Dans le cadre d’une nouvelle série de chroniques intitulée Beaucoup plus de moins, en partenariat avec Riot Éditions, Switch (on Paper) retrouve l’artiste Jean-Baptiste Farkas au travers d’une suite de dialogues avec des artistes et aut·eur·rice·s sur le thème inépuisable de la soustraction. Aujourd’hui, Éric Watier ou l’art difficile d’en faire le moins possible.
Jean-Baptiste Farkas : En tant qu’artiste, qu’est-ce que soustraire pour toi ? Comment définirais-tu cette opération ?
Éric Watier : Soustraire ça veut dire enlever quelque chose qui serait en trop. Donc plutôt que de soustraire, il vaudrait mieux en faire le moins possible. C’est moins fatigant et plus efficace. Y compris quand on écrit.
Jean-Baptiste Farkas : Toujours en tant qu’artiste, est-ce un geste que tu as déjà pratiqué ? Comment, dans quels contextes et avec quels résultats ?
Éric Watier : J’essaie toujours d’en faire le moins possible. J’aime les formes simples, courtes, les choses faciles. Par contre, je ne sais pas ne rien faire : c’est à la fois ma joie et mon infortune.
Jean-Baptiste Farkas : La logique soustractive peut-elle contribuer à transformer la pratique de l’art ? Si oui, comment, pourquoi ? As-tu des exemples ? Si non, pourquoi ?
Éric Watier : La logique soustractive, comme tu l’appelles, a au moins un avantage : elle affaiblit ce qu’elle touche. Cette faiblesse fait qu’elle est inutilisable par les fascistes. C’est déjà ça.
Jean-Baptiste Farkas : Dans la société, la notion de décroissance semble, au moins théoriquement, gagner toujours plus de terrain, en va-t-il de même dans la pratique de l’art ?
Éric Watier : Visiblement non, en tout cas pas pour la frange ultra-visible de l’art contemporain qui est totalement en phase avec le libéralisme triomphant. Cette frange est aujourd’hui encore plus riche, plus lourde, et plus obscène. Et elle le restera.
Jean-Baptiste Farkas : Faisant suite à L’inventaire des destructions, tu as publié Ceux qui ne détruisent pas. J’y vois une supplémentation. Peux-tu t’expliquer sur la motivation de ce second livre ?
Éric Watier : Ceux qui ne détruisent pas n’était pas prévu. Il s’est fait tout seul.
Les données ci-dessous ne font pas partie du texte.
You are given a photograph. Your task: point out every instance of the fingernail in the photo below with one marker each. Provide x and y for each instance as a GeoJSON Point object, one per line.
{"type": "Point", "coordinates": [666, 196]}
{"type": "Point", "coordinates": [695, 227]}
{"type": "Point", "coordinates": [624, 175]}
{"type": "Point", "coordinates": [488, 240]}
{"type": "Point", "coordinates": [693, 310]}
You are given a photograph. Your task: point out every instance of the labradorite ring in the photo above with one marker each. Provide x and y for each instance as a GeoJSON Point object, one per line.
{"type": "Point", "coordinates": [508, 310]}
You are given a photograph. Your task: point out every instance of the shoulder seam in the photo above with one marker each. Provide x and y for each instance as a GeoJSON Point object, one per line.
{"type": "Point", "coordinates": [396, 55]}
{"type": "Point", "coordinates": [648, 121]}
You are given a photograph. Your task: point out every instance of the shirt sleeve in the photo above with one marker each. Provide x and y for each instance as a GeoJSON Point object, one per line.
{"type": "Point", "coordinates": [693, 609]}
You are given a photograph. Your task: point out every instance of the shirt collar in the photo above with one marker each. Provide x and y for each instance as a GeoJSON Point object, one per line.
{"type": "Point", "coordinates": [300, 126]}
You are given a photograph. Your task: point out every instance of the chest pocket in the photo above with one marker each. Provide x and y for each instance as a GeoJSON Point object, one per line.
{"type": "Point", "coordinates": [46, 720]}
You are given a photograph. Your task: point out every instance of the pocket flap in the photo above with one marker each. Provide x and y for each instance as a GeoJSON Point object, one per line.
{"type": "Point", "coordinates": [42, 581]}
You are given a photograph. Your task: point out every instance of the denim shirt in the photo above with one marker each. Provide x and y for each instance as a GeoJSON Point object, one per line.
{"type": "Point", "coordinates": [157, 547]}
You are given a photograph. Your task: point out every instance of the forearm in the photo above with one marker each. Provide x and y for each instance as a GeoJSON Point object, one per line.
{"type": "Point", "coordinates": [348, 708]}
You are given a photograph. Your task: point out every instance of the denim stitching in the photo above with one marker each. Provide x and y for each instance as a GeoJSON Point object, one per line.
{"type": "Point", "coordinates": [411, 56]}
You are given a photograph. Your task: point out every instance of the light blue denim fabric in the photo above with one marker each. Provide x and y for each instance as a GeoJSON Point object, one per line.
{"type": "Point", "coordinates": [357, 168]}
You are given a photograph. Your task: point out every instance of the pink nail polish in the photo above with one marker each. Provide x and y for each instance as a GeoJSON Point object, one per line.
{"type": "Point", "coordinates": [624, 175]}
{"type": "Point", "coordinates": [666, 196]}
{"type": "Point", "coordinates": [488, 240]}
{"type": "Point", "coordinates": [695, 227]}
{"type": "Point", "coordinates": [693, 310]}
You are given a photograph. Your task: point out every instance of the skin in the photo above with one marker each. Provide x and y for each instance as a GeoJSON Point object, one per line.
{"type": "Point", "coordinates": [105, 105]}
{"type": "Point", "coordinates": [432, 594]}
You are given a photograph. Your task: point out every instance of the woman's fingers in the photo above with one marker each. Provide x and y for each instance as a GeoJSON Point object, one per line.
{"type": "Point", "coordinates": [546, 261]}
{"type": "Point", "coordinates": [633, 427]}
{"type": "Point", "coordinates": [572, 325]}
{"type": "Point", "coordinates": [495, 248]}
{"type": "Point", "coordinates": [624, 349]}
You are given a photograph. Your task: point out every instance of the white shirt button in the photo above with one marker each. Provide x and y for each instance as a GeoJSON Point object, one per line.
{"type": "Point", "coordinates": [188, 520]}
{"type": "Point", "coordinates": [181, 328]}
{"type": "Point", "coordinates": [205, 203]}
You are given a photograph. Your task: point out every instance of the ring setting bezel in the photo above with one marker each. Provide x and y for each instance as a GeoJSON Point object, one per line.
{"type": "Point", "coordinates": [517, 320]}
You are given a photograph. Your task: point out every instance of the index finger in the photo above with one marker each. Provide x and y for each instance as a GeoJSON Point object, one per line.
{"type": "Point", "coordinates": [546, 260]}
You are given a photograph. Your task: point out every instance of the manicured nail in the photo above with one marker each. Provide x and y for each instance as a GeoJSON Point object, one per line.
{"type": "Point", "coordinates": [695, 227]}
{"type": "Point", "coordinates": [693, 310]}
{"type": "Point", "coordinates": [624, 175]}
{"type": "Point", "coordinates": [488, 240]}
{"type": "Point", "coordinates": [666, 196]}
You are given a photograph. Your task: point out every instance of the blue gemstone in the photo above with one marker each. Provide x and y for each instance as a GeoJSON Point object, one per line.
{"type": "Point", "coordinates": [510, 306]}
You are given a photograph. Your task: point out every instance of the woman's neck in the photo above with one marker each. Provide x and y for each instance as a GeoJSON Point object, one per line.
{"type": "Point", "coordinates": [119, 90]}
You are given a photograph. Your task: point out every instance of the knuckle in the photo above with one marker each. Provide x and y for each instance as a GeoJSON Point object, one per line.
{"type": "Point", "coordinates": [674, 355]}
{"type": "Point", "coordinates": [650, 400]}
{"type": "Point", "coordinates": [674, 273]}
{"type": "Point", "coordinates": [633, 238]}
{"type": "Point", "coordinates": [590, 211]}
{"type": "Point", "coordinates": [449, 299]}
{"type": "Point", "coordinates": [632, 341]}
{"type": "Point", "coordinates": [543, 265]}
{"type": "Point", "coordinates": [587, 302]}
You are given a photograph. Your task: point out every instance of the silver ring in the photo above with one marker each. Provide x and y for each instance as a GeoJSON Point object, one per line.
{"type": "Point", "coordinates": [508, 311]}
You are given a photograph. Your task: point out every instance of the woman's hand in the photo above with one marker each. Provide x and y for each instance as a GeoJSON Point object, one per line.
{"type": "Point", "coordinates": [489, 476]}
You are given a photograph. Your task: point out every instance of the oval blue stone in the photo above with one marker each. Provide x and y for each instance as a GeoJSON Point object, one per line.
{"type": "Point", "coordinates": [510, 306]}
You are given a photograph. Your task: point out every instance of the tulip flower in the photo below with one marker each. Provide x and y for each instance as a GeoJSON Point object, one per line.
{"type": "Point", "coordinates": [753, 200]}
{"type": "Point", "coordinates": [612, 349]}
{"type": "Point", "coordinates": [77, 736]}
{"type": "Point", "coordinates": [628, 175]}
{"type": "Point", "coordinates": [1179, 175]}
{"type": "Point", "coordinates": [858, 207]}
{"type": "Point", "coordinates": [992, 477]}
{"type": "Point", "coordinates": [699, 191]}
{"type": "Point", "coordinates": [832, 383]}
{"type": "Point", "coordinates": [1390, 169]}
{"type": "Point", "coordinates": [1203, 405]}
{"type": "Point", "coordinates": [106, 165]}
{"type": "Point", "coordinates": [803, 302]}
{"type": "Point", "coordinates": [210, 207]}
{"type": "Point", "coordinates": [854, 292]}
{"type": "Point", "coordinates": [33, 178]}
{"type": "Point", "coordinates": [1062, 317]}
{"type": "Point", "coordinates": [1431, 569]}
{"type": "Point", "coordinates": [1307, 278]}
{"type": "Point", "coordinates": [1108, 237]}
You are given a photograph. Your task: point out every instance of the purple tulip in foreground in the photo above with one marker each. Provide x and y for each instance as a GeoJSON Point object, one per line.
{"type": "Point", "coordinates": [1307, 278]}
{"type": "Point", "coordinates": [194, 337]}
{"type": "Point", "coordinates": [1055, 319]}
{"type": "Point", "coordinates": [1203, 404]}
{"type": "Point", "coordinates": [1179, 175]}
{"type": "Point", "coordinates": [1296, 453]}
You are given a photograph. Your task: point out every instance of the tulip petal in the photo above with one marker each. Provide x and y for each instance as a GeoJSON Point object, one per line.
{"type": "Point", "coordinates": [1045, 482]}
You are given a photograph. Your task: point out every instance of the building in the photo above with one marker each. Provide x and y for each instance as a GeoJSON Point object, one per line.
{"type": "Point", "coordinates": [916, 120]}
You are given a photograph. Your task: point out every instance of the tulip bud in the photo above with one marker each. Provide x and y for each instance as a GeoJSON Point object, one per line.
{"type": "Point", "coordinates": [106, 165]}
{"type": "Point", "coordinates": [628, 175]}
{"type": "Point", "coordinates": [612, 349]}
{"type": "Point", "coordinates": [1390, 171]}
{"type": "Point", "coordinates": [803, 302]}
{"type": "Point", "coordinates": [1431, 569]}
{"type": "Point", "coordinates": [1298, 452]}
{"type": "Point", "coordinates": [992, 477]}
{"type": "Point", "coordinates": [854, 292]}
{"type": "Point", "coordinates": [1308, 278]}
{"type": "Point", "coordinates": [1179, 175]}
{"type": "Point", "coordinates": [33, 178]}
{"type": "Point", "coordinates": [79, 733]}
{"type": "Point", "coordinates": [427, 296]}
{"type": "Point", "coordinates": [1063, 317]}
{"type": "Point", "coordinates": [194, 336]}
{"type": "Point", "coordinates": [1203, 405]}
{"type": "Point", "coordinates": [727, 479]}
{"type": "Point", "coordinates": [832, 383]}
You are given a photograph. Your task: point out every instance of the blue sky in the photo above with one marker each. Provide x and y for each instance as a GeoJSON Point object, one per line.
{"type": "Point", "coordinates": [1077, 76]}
Pour écrire L’inventaire des destructions, j’avais envoyé un questionnaire à une centaine d’artistes et je leurs demandais s’ils avaient détruit tout ou partie de leur œuvre, et si oui, où, quand, comment et pourquoi. Lorsque j’ai envoyé mon questionnaire, je ne savais pas du tout ce que j’allais recevoir comme réponses. Dans les réponses reçues, il y en a eu quatre où les artistes disaient ne jamais avoir rien détruit. C’était très étonnant. D’une part que des artistes n’aient rien détruit, d’autre part qu’ils prennent la peine de me le dire. J’ai été très heureux de la réponse de Pierre Klossowski1. J’ai aussi été amusé par celle de Sophie Calle qui a ajouté sur la carte : « Je garde tout. » Les deux autres artistes étaient Gottfried Honegger et Marie Guérin.
Jean-Baptiste Farkas : Parallèlement à soustraire, quelles autres opérations perpétrées à titre d’œuvre sollicitent ton attention et pourquoi ?
Éric Watier : Toutes les œuvres qui nous libèrent de quelque chose m’intéressent. Le problème que j’ai actuellement c’est que je sais pas où les trouver. Tout est déjà envahi par ce qui ne nous intéresse pas.
Jean-Baptiste Farkas : Manque-t-il une ou plusieurs questions à cet entretien ?
Éric Watier : Non, je ne crois pas.
Couverture : Éric Watier, L’Inventaire des destructions, Rennes, Éditions Incertain Sens, 2018. Ouvrage publié avec le soutien à l’édition du Centre national des arts plastiques, de la Région Bretagne et de la Région Occitanie.
1.Klossowski, ou plutôt son (ou sa) secrétaire, a simplement coché la case « non » et signé à sa place.